Other organisms are heterotrophs, because they cannot manufacture their own food. Instead, they must eat other organisms.

As you also know, organisms need food for two reasons. Food provides the raw materials organisms need in order to build body tissues, and it provides the energy organisms need for growth, maintenance, and repair of body tissues. Mostly, this energy is provided by the chemical breakdown of carbohydrate molecules; as molecular bonds are broken, the energy they store is released, and ATP molecules are used to transport the energy to wherever it’s needed.

The process in which organisms break down high-energy molecules (glucose, in particular) to produce energy that is stored and transported by ATP molecules takes place inside cells and is known as cellular respiration. Because the complete breakdown of glucose into CO2 and H2O requires oxygen to proceed, cellular respiration is often referred to as aerobic respiration – though strictly speaking, aerobic respiration is the second half of cellular respiration.
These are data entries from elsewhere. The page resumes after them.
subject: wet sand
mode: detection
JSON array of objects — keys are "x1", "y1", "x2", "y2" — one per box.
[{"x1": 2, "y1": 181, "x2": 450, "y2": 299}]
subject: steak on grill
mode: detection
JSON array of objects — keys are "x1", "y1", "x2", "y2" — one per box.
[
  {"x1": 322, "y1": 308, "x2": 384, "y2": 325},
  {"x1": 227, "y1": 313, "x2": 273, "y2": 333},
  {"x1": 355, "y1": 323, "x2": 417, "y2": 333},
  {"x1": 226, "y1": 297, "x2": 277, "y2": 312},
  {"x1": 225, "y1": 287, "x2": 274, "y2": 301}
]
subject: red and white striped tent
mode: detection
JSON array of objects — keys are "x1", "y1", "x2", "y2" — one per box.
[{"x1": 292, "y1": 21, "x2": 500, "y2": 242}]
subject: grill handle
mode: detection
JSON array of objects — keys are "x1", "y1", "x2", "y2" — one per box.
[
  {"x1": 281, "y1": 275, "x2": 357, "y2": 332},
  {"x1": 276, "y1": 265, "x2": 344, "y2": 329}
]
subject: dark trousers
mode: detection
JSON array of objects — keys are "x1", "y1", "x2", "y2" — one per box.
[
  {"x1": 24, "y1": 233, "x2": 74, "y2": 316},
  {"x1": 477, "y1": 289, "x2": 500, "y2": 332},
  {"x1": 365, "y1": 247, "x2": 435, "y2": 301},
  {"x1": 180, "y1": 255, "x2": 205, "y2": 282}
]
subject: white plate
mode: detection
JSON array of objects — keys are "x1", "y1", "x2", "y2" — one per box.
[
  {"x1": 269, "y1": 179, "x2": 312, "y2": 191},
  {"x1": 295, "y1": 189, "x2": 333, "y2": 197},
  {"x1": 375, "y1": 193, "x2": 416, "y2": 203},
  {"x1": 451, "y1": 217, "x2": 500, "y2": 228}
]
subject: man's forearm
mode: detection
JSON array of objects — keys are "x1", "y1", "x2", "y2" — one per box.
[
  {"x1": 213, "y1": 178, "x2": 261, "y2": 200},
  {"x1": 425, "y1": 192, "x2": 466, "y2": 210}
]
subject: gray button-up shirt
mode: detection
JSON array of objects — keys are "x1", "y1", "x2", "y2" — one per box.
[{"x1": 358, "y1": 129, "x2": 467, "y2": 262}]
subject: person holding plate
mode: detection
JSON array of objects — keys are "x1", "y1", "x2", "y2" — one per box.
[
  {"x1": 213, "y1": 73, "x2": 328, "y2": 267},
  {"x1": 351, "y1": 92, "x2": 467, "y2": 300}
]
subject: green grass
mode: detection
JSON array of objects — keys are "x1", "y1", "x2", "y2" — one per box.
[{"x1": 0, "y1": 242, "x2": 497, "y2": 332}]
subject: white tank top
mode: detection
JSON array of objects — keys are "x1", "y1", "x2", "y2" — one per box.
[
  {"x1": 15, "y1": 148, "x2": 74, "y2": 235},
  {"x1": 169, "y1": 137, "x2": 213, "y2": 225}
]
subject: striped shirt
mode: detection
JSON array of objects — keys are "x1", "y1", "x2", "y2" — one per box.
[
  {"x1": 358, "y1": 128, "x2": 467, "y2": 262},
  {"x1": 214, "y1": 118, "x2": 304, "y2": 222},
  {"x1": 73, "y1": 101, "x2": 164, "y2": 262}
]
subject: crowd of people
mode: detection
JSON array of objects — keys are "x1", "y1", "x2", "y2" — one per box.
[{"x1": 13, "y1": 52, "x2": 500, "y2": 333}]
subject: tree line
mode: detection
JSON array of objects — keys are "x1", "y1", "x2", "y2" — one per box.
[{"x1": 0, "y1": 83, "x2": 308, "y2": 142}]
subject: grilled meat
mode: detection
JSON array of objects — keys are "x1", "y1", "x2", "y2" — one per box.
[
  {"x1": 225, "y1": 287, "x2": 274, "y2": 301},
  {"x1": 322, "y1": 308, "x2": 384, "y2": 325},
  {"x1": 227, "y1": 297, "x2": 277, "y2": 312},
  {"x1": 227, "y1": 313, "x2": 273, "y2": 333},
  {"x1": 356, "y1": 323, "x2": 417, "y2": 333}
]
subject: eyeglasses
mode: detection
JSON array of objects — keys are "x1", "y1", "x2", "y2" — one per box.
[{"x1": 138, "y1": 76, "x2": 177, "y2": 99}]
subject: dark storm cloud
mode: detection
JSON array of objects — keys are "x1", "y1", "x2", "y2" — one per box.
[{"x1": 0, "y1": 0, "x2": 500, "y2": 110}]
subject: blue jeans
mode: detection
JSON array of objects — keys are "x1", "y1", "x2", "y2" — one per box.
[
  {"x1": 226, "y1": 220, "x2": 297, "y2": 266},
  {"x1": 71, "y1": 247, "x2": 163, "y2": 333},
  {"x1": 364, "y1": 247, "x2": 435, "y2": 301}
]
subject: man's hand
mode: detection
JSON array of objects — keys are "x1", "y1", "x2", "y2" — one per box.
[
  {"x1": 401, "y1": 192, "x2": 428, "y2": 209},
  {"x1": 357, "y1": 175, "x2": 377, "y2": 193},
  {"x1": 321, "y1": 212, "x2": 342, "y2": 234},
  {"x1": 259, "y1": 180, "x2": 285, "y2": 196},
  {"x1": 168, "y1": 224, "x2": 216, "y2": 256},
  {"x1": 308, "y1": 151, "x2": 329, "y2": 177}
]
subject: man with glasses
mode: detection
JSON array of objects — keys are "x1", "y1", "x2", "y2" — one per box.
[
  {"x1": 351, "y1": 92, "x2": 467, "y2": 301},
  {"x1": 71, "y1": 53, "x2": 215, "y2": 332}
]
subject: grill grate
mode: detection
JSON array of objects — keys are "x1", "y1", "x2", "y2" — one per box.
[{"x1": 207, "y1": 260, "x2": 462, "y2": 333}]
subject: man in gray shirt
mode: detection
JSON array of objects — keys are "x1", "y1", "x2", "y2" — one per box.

Respiration, by the way, is one of those confusing words that’s used in several different ways. Most people think of “respiration” as the moving of air in and out of the lungs, but strictly speaking, that’s “breathing” – or more properly, ventilation. “Respiration” is the metabolic breakdown of organic molecules for energy. If oxygen is used in the breakdown process (as it usually is), then it’s aerobic respiration; otherwise, it’s anaerobic respiration.